KM estimates for different stratas do not add up and it makes me crazy!

Uriah · September 24, 2025, 7:57am

I’ve been working with Kaplan–Meier (KM) survival estimates and ran into something that seems paradoxical at first:

If I split my sample into strata, compute KM survival separately in each stratum, and then try to combine those stratum-specific survivals I don’t get the same result as if I had computed the KM on the whole data.

My motivation is to extract distribution of TP-FN / FP-TN for time-to-event predictions and splitting them into bins for a given p.threshold / ppcr. It feels more natural to count real-positives / real-negatives and than add them up, but for each p.threshold the estimate of real-posiives is different real-positives / real-negatives within the bins!

Toy example

Stratum A: 2 subjects
Stratum B: 2 subjects

Events/censoring:

t=1: event in A
t=2: censor in B
t=3: event in B

4 individuals, 2 strata.

Wrong Calculation: Stratum-specific KMs

Stratum A: 1 event at t=1 with n=2 → survival drops to 1 - 1/2 = 0.5. No further events → S_A(3)=0.5.
Stratum B: censor at t=2 (no effect on survival), then 1 event at t=3 with n=1 → survival goes to 0. So S_B(3)=0.0.

Baseline-weighted average:
With baseline weights 0.5 each (2/4 per stratum):
0.5 * 0.5 + 0.5 * 0 = 0.25.

Correct Calculation: Pooled KM

Ignore strata and compute KM on all 4 subjects.

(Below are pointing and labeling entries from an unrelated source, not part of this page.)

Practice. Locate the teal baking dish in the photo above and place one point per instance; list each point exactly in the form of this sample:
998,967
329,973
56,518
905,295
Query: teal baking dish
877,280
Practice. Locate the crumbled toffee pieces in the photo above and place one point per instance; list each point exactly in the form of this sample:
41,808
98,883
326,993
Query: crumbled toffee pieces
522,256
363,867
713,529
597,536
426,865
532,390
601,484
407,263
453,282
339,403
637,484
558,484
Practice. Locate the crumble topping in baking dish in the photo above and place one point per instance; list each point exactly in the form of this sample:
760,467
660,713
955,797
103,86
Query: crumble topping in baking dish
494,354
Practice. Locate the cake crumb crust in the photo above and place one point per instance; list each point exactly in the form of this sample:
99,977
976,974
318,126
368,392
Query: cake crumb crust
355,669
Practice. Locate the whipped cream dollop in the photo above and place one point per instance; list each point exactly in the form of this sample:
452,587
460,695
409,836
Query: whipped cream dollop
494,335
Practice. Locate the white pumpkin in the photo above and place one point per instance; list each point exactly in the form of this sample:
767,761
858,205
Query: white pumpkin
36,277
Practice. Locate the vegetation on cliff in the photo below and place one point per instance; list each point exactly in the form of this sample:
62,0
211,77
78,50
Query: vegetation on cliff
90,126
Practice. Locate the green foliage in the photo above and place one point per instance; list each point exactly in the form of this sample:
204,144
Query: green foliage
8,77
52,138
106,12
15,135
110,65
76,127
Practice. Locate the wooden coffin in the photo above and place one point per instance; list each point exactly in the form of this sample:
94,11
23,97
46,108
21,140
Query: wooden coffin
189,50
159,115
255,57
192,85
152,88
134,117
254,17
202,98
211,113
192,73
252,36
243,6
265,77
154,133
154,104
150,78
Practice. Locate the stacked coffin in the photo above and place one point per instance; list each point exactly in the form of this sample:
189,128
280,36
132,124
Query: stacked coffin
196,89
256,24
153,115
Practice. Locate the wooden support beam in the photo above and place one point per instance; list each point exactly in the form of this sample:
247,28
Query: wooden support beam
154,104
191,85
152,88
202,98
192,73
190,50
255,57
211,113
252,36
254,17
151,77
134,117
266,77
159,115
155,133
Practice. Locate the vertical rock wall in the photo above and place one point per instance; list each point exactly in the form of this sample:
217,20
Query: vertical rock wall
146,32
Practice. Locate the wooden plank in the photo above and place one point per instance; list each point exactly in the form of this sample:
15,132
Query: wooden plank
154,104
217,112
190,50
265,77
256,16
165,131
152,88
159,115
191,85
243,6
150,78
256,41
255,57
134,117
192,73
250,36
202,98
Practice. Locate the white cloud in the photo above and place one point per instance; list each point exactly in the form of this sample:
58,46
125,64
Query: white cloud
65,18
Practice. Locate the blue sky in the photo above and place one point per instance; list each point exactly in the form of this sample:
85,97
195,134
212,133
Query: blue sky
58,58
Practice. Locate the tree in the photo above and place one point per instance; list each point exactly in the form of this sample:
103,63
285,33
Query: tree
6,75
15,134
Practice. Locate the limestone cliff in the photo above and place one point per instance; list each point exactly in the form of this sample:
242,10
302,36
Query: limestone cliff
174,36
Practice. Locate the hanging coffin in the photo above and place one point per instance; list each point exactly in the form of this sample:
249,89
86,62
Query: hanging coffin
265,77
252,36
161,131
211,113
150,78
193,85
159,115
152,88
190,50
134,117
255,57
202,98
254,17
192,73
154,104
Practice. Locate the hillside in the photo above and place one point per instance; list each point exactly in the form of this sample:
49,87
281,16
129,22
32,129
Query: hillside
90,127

At t=1: 1 event / 4 at risk → decrement factor = 1 - 1/4 = 0.75. Survival = 0.75.
At t=3: 1 event / 2 at risk → decrement factor = 1 - 1/2 = 0.5. Survival = 0.75 * 0.5 = 0.375.

So S_pooled(3) = 0.375.

Weighted average of stratum KMs at t=3: 0.25
Pooled KM at t=3: 0.375

If I understand correctly it has something to do with the way KM borrows information about censoring: The information about censored observations only come into play when a new event is introduced.

Any thoughts?

f2harrell · September 24, 2025, 12:17pm

I don’t have any thoughts about the main question, but two observations: First the binning strategy you are ultimately using sounds problematic, as are the notions of false positives etc. Second, if the stratification factors are related to the outcome, the unstratified KM estimates are not valid and will not estimate anything you can count on. KM assumes a single homogeneous distribution.

Uriah · September 24, 2025, 12:51pm

I’m trying to visualize TP / FP / TN / FN within each bin in the histogram of the predictions, which is fairly straightforward without censored observations: You can just count them, add them up, and play interactively with the cutoff that implies decision boundary. If you want the ratio between true-positives and predicted-positives (as a necessary component of NB) you can visualize without messing the hetereoginity between the bins: for p.threshold (0.9, 1] you expect higher ratio of TP / (TP+FP) than the ration in (0.2, 0.3] while the PPV is nothing but the weighted average of ratio in each bin. Once I use KM for censored observations I must enforce homoeginity between all the bins that are enforced to be predicted-positives, so in a way it’s kind of an interpretability tradeoff.

Let’s say you have nothing but the observed outcomes and observed time-to-events, don’t you want some kind of baseline model as a starting point?

For NB the KM is identical to the intercept, i.e the expected benefit for treatl-all strategy if no-treatment-harm is present compares to the treat-none strategy.

Pavlos_Msaouel · September 24, 2025, 7:31pm

Yup. You’ve bumped into a classic: the Kaplan–Meier (KM) estimator is non-collapsible. A baseline-weighted average of stratum-specific survivals will not equal the pooled KM, except in special (rare) cases. The reason is that KM is a product of time-local risk‐set fractions, and those risk sets change differently by stratum as censoring and events accumulate. Linear averaging can’t reconstruct that product.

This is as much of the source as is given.